Another of Israel's worst-kept secrets is out: Shin Bet is arming and funding 600 to 1,000 Palestinian mercenaries from the al-Shabab clan in Gaza to sow chaos and counter Hamas by proxy.

These gunmen fire directly at starving Palestinians seeking the aid provided by Israeli-US disaster humanitarianism, with over 100 killed since the program began in what's been described as human "hunger games."

Israel claims that it doesn't supply either light weapons or salaries to these thugs and that the weapons are captured from Hamas. But given the Israeli army's history of lying, there's reason to be sceptical. 

Writing in Haaretz, Yossi Melman exposed another covert layer of Israel's aid effort, designed in part to sideline independent NGOs. This is, of course, the shadowy group called the Gaza Humanitarian Foundation (GHF), which has funded and managed the operation, aided by former US Special Forces operatives. Melman reveals for the first time that Mossad created the dummy foundation in Switzerland.

Its opaque funding, it turns out, came directly from Israel's Defense Ministry, to the tune of $140 million per month. 

Reuters reports that McNally Capital, a Chicago-based private equity firm and financial arm of Ward McNally, a sixth-generation heir of the Rand McNally publishing family, has ownership in GHF. 

The investment is obscured through a second entity, Safe Research Solutions (SRS), which appears to be a "cut-out" designed to conceal McNally Capital's involvement.

SRS was incorporated in Wyoming in November. The SRS website lists no staff under "Our Team". During the same period, an Israeli group developed the original concept for GHF. 

Despite denials from US ambassador Mike Huckabee, The New York Times reports otherwise: "The project is an Israeli brainchild, first proposed by Israeli officials in the earliest weeks of the war, according to Israeli officials, people involved in the initiative, and others familiar with its conception, who spoke on condition of anonymity to speak more freely of the initiative...The broad contours of the plan were first discussed in late 2023, at private meetings of like-minded officials, military officers and business people with close ties to the Israeli government."
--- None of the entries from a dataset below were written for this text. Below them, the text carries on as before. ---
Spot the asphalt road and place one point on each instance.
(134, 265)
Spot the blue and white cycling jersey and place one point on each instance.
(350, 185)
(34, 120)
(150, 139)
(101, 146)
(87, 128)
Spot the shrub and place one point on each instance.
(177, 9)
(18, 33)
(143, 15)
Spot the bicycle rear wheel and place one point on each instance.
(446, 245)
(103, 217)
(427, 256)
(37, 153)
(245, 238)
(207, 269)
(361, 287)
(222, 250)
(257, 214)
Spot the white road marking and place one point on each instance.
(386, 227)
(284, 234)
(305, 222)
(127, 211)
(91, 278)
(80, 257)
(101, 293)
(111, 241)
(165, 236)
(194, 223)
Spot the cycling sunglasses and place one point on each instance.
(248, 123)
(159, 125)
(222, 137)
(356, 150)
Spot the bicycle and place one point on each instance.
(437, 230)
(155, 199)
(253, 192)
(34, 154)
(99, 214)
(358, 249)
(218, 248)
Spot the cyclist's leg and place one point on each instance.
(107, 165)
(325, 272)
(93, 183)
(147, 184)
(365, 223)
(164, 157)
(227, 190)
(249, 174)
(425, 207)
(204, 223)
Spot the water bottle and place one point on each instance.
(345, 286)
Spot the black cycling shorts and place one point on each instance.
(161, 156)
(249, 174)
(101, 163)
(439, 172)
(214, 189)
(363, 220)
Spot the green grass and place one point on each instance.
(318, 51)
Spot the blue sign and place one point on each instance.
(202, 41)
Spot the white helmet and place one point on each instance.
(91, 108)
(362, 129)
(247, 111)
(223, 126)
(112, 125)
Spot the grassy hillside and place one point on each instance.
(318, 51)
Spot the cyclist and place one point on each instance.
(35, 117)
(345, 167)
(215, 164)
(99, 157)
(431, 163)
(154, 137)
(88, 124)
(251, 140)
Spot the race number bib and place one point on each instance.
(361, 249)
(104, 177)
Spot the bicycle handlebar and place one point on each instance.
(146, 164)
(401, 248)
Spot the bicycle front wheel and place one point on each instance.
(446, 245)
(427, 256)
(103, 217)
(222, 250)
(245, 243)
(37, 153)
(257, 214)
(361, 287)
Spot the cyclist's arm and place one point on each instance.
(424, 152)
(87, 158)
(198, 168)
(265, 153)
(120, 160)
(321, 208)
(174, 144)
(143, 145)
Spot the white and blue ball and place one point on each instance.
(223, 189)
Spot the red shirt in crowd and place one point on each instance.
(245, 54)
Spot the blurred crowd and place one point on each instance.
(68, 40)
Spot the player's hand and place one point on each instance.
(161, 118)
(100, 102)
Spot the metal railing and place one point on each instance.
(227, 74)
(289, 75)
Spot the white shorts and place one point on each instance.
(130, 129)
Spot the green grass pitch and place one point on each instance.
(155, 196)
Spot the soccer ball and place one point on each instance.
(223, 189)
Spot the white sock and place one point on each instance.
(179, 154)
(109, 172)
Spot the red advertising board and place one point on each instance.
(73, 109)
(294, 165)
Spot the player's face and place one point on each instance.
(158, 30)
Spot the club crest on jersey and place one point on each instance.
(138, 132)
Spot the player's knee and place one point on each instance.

The project was devised around November 2024, when SRS was first registered, clearly a move to enlist US funders and further obscure Israel's role.

A parallel proxy scheme involving the Al-Shabab clan was devised by Israel’s intelligence apparatus and approved by Prime Minister Netanyahu and the defense minister. Yet, true to form, Netanyahu deflected blame, claiming the “security apparatus” was behind it:

“On the advice of security officials, we activated clans in Gaza that oppose Hamas. What’s wrong with this?”

If nothing was wrong, why shift responsibility to Shin Bet, who executed the plan under his direction? In a further display of hubris, and despite international condemnation for partnering with gang-linked groups, Netanyahu doubled down in an Instagram post, repeating, What’s wrong with this?”

Neither the Knesset, security cabinet, nor senior army command was informed, an unusual and telling lack of oversight.

The mercenary group is loosely affiliated with a Gaza-based Bedouin clan. Some members have ties to Fatah security circles, but the group’s leader, Yasser Abu Shabab, has been disavowed by his own tribe as an Israeli collaborator.